SPOT – The Good, the Bad and the Silly Uses for Those High-Tech Communicators
SPOT units are compact communication devices that can be used to summon help in event of an emergency in remote areas. SPOT can be a life-saving tool, but false alarms by inept users can also be a problem. Recent incidents in two parks illustrate the potential and the pitfalls of modern technology.
A previous article in the Traveler described the potential benefits of SPOT:
Officially dubbed a "Satellite GPS Messenger," this unit can be used to summon the authorities ASAP, track and store your movements, allow friends to follow you via Google Maps, and let those back home know that you could use a little assistance but that there's no emergency.
A good example of a beneficial use of SPOT occurred recently at Olympic National Park in Washington State. According to a park report,
On September 2nd, a 65-year-old man from Montesano, Washington, fell 20 feet while traversing above the Elwha Snowfinger on the Bailey Traverse. The man complained of head and back pain, so members of his party of three activated their emergency SPOT beacon.
The park had a light plane in the air doing wildfire reconnaissance at the time. It was diverted to the reported location and spotted the group of three on a steep hillside signaling for help.
Assistant Fire Management Officer Todd Rankin and ranger Mike Danisiewicz were flown close to the location by helicopter and Danisiewicz was able to scramble up the hillside to the injured man and begin an assessment. He determined that a hoist evacuation would be required due to the hazardous terrain and extent of the man’s injuries.
Whidbey Island Naval Air Station responded with a Blackhawk and flew the man to Seattle's Harbor View Hospital. He suffered no internal injuries, but required eight liters of fluid because of severe dehydration.
On the flip side of the SPOT ledger, a situation at Grand Canyon National Park confirms that some people don't understand what's required for a "911" response to a remote location. Ironically, the following incident occurred on the same day as the rescue at Olympic.
At 1:30 a.m. on the morning of September 2nd, the GEOS Emergency Response Center in Houston notified dispatch of a SPOT personal satellite tracker 911 activation that had been received from the park. The location coordinates placed the device along the Tanner Trail, approximately three miles from the trailhead.
An investigation revealed that the registered owner was associated with a backcountry permit holder who had extensive hiking experience in the park.
That "extensive hiking experience in the park" was important information, since it increased the probability that this call for help was the real deal. The park responded accordingly:
A trail response was begun at first light, just prior to the launch of the NPS helicopter with additional personnel.

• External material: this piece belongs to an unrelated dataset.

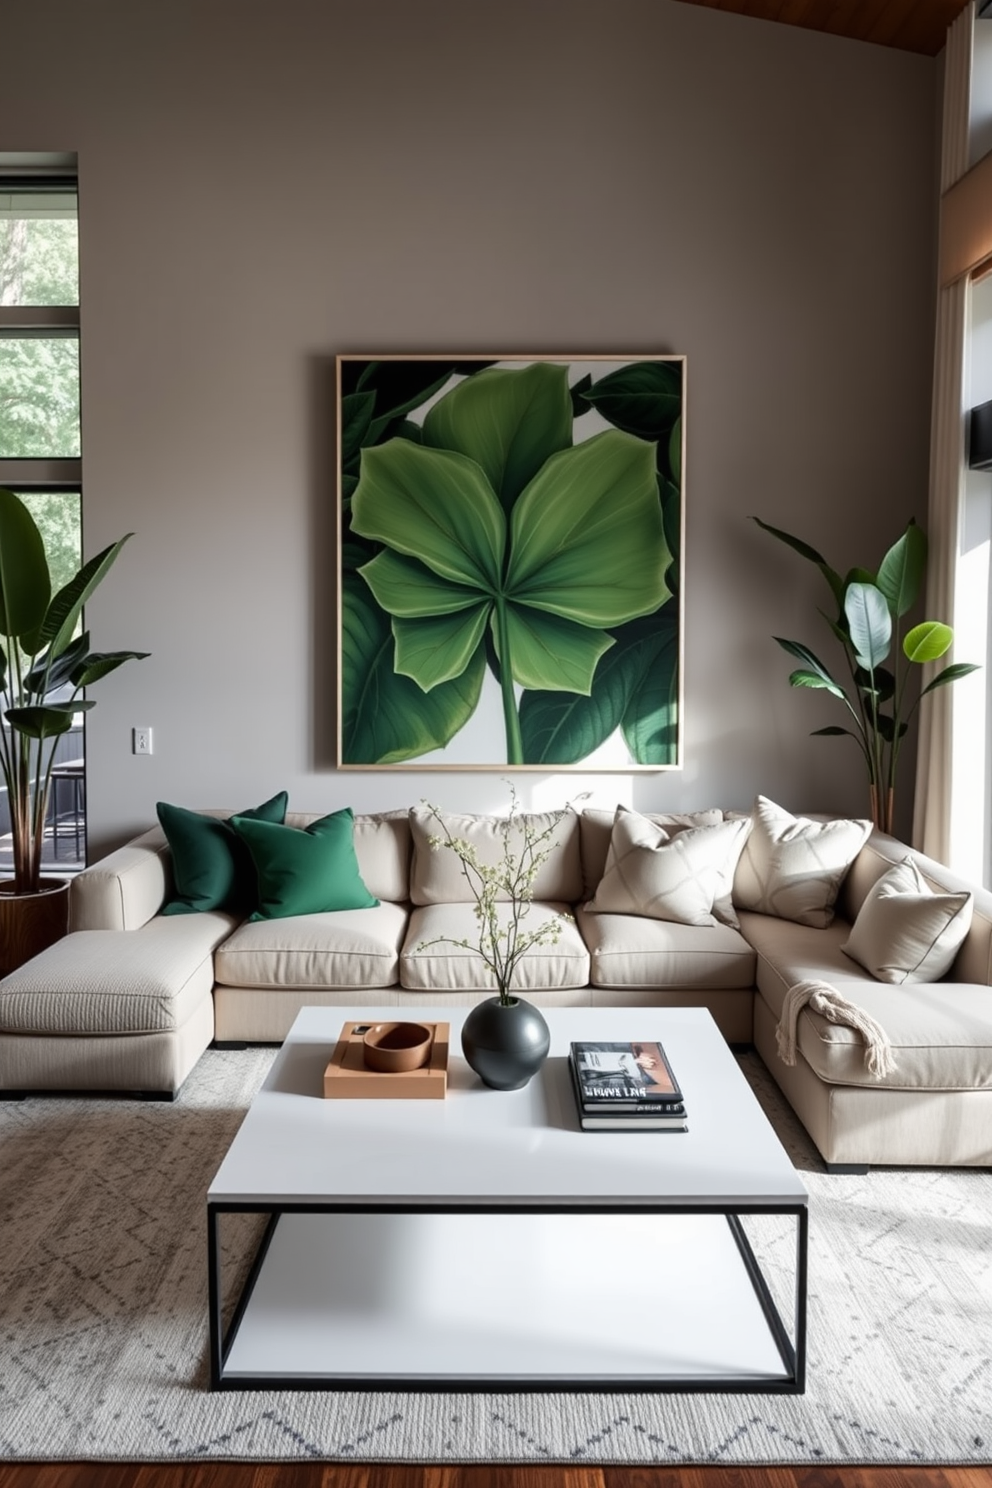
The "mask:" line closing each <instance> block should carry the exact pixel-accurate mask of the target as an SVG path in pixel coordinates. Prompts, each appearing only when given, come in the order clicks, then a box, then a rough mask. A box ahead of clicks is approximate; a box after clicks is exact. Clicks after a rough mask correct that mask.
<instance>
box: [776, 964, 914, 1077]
mask: <svg viewBox="0 0 992 1488" xmlns="http://www.w3.org/2000/svg"><path fill="white" fill-rule="evenodd" d="M806 1006H809V1007H812V1010H814V1012H815V1013H821V1015H822V1016H824V1018H825V1019H827V1021H828V1022H836V1024H846V1027H848V1028H857V1031H858V1033H860V1034H861V1037H863V1039H864V1067H866V1070H867V1071H869V1074H872V1076H875V1079H876V1080H880V1079H882V1077H883V1076H885V1074H891V1073H892V1071H894V1068H895V1059H894V1056H892V1046H891V1043H889V1042H888V1039H886V1036H885V1030H883V1028H880V1027H879V1025H877V1024H876V1021H875V1018H870V1016H869V1015H867V1013H866V1012H864V1009H863V1007H858V1006H857V1003H852V1001H849V998H846V997H845V995H843V992H839V991H837V988H836V987H831V985H830V982H796V985H794V987H790V990H788V991H787V992H785V1001H784V1003H782V1016H781V1018H779V1022H778V1028H776V1030H775V1039H776V1042H778V1054H779V1058H781V1061H782V1064H796V1025H797V1024H799V1015H800V1012H802V1010H803V1007H806Z"/></svg>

Unfortunately, not everyone in the group had the extensive hiking experience of the person who obtained the backcountry permit, and that includes the person who sounded the alarm via SPOT.

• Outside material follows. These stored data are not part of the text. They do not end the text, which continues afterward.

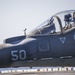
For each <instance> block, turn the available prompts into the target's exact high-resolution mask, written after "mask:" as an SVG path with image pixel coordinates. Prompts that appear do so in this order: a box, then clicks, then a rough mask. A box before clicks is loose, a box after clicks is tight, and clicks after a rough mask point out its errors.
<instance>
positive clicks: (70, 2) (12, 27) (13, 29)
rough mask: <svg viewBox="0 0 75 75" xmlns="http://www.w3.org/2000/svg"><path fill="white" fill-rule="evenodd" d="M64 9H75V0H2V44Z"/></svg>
mask: <svg viewBox="0 0 75 75" xmlns="http://www.w3.org/2000/svg"><path fill="white" fill-rule="evenodd" d="M64 10H75V0H0V44H2V43H3V40H4V39H6V38H10V37H15V36H20V35H24V32H23V30H24V29H25V28H26V29H27V31H26V32H27V33H29V32H30V31H31V30H33V29H34V28H35V27H37V26H38V25H40V24H41V23H42V22H44V21H45V20H46V19H48V18H50V17H51V16H52V15H53V14H55V13H58V12H60V11H64Z"/></svg>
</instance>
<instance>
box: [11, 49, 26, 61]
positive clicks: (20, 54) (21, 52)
mask: <svg viewBox="0 0 75 75" xmlns="http://www.w3.org/2000/svg"><path fill="white" fill-rule="evenodd" d="M11 57H12V58H11V59H12V60H13V61H17V60H25V59H26V51H25V50H19V51H18V50H14V51H11Z"/></svg>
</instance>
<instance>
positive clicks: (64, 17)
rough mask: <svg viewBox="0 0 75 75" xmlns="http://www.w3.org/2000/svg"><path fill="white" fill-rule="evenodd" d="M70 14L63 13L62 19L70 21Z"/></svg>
mask: <svg viewBox="0 0 75 75" xmlns="http://www.w3.org/2000/svg"><path fill="white" fill-rule="evenodd" d="M71 17H72V16H71V14H67V15H65V16H64V20H65V21H66V22H70V21H71Z"/></svg>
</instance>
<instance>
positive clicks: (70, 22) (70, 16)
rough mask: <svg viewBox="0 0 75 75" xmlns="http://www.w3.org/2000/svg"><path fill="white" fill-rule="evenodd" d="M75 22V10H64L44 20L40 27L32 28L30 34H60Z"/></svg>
mask: <svg viewBox="0 0 75 75" xmlns="http://www.w3.org/2000/svg"><path fill="white" fill-rule="evenodd" d="M74 22H75V11H74V10H70V11H63V12H60V13H57V14H55V15H53V16H52V17H51V18H49V19H47V20H46V21H45V22H43V23H42V24H41V25H40V26H39V27H37V28H35V29H34V30H32V31H31V32H30V33H29V34H28V35H32V36H36V35H49V34H60V33H62V30H63V31H65V30H66V26H68V25H72V23H74Z"/></svg>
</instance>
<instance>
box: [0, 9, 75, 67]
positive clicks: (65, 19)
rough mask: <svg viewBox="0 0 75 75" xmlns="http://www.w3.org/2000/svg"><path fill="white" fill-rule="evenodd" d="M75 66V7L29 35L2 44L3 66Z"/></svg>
mask: <svg viewBox="0 0 75 75" xmlns="http://www.w3.org/2000/svg"><path fill="white" fill-rule="evenodd" d="M41 66H44V67H45V66H75V10H67V11H62V12H59V13H56V14H55V15H53V16H52V17H51V18H49V19H47V20H46V21H45V22H44V23H42V24H41V25H39V26H38V27H36V28H35V29H34V30H32V31H31V32H30V33H29V34H26V36H19V37H11V38H8V39H6V40H5V43H4V44H2V45H0V67H41Z"/></svg>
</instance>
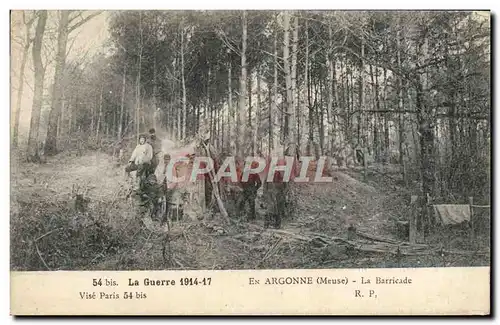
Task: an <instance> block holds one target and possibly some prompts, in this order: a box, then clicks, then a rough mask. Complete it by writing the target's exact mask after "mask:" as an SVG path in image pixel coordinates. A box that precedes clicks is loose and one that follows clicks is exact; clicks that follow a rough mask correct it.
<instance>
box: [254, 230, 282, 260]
mask: <svg viewBox="0 0 500 325" xmlns="http://www.w3.org/2000/svg"><path fill="white" fill-rule="evenodd" d="M282 241H283V237H280V238H279V239H278V240H277V241H276V242H275V243H274V245H273V246H272V247H271V248H270V249H269V250H268V251H267V252H266V254H265V255H264V257H263V258H262V259H261V260H260V261H259V263H257V265H256V266H255V268H258V267H259V266H260V265H261V264H262V263H264V261H265V260H266V259H267V258H268V257H269V256H271V255H272V254H273V253H274V252H275V251H276V250H277V249H278V247H279V245H280V244H281V242H282Z"/></svg>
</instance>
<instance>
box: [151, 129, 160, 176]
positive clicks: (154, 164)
mask: <svg viewBox="0 0 500 325" xmlns="http://www.w3.org/2000/svg"><path fill="white" fill-rule="evenodd" d="M148 143H149V144H150V145H151V147H152V148H153V158H152V159H151V172H152V173H154V172H155V170H156V167H158V164H159V163H160V159H159V157H158V156H159V155H160V152H161V140H160V139H158V138H157V137H156V130H155V129H154V128H151V129H149V138H148Z"/></svg>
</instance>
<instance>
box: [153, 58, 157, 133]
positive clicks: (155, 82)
mask: <svg viewBox="0 0 500 325" xmlns="http://www.w3.org/2000/svg"><path fill="white" fill-rule="evenodd" d="M156 75H157V71H156V57H155V58H154V59H153V98H152V101H153V114H152V115H153V128H154V129H156V128H157V125H156V124H157V119H158V109H157V108H158V101H157V99H156V96H157V94H158V86H157V84H156Z"/></svg>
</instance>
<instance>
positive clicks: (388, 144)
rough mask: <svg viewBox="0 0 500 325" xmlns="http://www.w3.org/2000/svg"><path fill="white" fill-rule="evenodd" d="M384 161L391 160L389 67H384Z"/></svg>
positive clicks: (383, 100)
mask: <svg viewBox="0 0 500 325" xmlns="http://www.w3.org/2000/svg"><path fill="white" fill-rule="evenodd" d="M383 91H384V96H383V103H384V111H385V113H384V163H387V162H388V160H389V156H390V155H389V152H390V135H389V118H388V116H389V113H388V111H389V109H388V107H387V69H385V68H384V88H383Z"/></svg>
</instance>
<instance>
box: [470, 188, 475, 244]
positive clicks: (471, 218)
mask: <svg viewBox="0 0 500 325" xmlns="http://www.w3.org/2000/svg"><path fill="white" fill-rule="evenodd" d="M473 203H474V198H473V197H472V196H470V197H469V209H470V222H469V225H470V240H471V243H472V244H474V209H473V208H472V205H473Z"/></svg>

A ranger arrived on scene to find three people asleep in their tents and in no need of assistance. One of the hikers, who was on her first hike into Grand Canyon, claimed to have become alarmed during the night when her group ran out of water and she subsequently heard “odd” respiratory noises emanating from the leader of the group as he slept.
At this point, the hiker decided that the group was in trouble [and] activated her SPOT messenger device.
It's a good thing those "odd respiratory noises" by the group leader didn't indicate a need for immediate help by that individual. After activating her "911" call via her SPOT unit, the inexperience hiker
...went back to sleep without making any contact with her hiking companions.
There are several potential lessons to be learned from this situation, but since my knowledge of the incident is limited to the park's brief report, I'll exercise discretion, and let you draw your own conclusions. The group's lack of water was a certainly a serious problem if they had tried to continue their hike…but not a reason to call out the cavalry.
Given their circumstance, the group made a good decision:
The group ultimately abandoned further plans for their hike and returned to the rim. The Tanner Trail is exposed, with little shade and no water for the entire nine miles of the hike to the Colorado River.
Following subsequent interviews with the involved hikers, the park decided not to take further action.
Whether devices like SPOT prove to be a boon or a bane for rescue personnel remains to be seen. The verdict is largely in the hands of the users.